JAKARTA (5/8) – Guna meningkatkan keselamatan pelayaran terutama dalam menanggulangi potensi bahaya yang ditimbulkan oleh kerangka kapal, Indonesia melalui Kementerian Perhubungan mengesahkan Konvensi Internasional Nairobi mengenai Penyingkiran Kerangka Kapal, 2007 ( Nairobi International Convention On The Removal Of Wrecks, 2007) melalui Peraturan Presiden Republik Indonesia Nomor. 80 Tahun 2020 Tentang Pengesahan Nairobi International Convention On The Removal Of Wrecks, 2007 (Konvensi Internasional Nairobi Mengenai Penyingkiran Kerangka Kapal, 2007) yang ditandatangani Presiden Republik Indonesia, Joko Widodo pada 20 Juli 2020 di Jakarta.
Menurut Direktur Perkapalan dan Kepelautan, Capt. Hermanta bahwa pengesahan konvensi ini penting untuk menanggulangi potensi bahaya yang ditimbulkan oleh kerangka kapal yang mengancam keselamatan pelayaran dan lingkungan laut serta untuk memberikan kepastian hukum terhadap pengaturan tanggung jawab dan ganti rugi penyingkiran kerangka kapal.
“Pengesahan Ratifikasi Konvensi Internasional Nairobi ini sejalan dengan komitmen Kementerian Perhubungan cq Direktorat Jenderal Perhubungan Laut untuk terus meningkatkan keselamatan dan keamanan pelayaran serta perlindungan terhadap lingkungan laut,” kata Capt. Hermanta di Jakarta (5/8).
Capt. Hermanta mengatakan bahwa Konvensi Internasional Nairobi tentang Penyingkiran Kerangka-Kapal, 2007, mengatur kewajiban asuransi penyingkiran kerangka kapal (Wreck Removal) yang mulai diberlakukan secara internasional sejak tanggal 14 April 2015.
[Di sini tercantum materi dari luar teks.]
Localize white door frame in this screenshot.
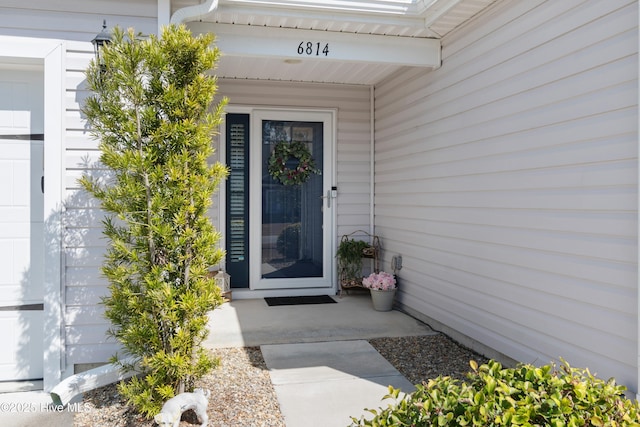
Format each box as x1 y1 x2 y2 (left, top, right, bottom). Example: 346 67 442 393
249 108 335 295
0 36 65 391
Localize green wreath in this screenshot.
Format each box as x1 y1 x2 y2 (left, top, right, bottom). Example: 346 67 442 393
269 141 320 185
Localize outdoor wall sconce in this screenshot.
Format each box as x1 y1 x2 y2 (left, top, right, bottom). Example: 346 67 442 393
91 19 111 64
“Konvensi ini juga menetapkan kewajiban ketat bagi pemilik kapal untuk mencari, menandai, dan mengangkat bangkai kapal yang dianggap bahaya dan mewajibkan pemilik kapal untuk membuat sertifikasi asuransi negara, atau bentuk asuransi lain untuk keamanan finansial perusahaan kapal” jelas Capt. Hermanta.
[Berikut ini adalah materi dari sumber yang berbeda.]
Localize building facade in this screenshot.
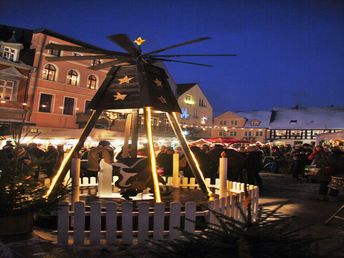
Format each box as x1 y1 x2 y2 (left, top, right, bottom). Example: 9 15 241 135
211 111 271 142
0 31 32 135
177 83 213 138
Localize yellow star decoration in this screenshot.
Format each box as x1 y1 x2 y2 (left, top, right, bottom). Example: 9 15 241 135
113 92 127 100
158 96 167 104
134 37 146 46
154 78 162 87
118 75 134 84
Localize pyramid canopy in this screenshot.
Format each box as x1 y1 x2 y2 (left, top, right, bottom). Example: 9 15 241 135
89 62 180 112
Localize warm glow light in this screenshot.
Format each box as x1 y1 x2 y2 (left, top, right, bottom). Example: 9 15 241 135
145 107 161 202
166 112 212 197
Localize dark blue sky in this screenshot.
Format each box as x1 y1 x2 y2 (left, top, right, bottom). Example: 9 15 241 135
0 0 344 113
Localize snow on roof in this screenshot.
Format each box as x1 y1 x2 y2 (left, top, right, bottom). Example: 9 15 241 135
270 106 344 129
235 110 271 128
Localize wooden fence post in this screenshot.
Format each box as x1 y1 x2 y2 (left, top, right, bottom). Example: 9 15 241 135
219 152 228 198
57 202 69 246
122 202 133 245
137 202 149 244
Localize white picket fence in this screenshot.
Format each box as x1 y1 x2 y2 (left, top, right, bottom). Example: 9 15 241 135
57 178 259 246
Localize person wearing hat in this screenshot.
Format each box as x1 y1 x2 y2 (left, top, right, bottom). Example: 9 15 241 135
84 141 114 177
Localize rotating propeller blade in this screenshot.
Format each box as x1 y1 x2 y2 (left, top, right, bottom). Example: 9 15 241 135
150 54 238 57
152 58 213 67
45 55 119 62
144 37 210 56
107 34 141 57
88 60 130 70
45 43 129 56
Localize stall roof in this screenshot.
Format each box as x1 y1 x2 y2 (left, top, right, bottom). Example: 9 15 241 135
270 106 344 129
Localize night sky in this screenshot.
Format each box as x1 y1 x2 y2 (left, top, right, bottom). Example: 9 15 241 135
0 0 344 114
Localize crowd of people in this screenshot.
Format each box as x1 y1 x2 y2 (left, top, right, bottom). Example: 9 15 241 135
1 138 344 199
0 141 64 179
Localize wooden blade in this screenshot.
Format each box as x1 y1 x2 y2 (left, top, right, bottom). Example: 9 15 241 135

Menurutnya, dengan telah disyahkannya Konvensi Internasional Nairobi tentang Penyingkiran Kerangka-Kapal 2007 maka Indonesia akan memiliki wewenang untuk menerapkan ketentuan-ketentuan yang diatur dalam Konvensi ini di laut teritorialnya.
“Konvensi Nairobi ini juga menyebutkan bahwa setiap kapal yang melintasi wilayah perairan yang menjadi yurisdiksi Indonesia wajib dilengkapi dengan jaminan asuransi penyingkiran kerangka kapal” kata Capt. Hermanta.
Lebih jauh, Capt. Hermanta menjelaskan bahwa posisi strategis geografis Indonesia yang terletak diantara dua benua dan dua samudera yakni Benua Asia dan Benua Australia serta Samudera Hindia dan Samudera Pasifik menjadikan wilayah perairan, tidak hanya sebagai sebagai salah satu yang tersibuk di dunia, namun juga menjadikannya rentan terhadap kecelakaan kapal yang berdampak pada pencemaran lingkungan laut.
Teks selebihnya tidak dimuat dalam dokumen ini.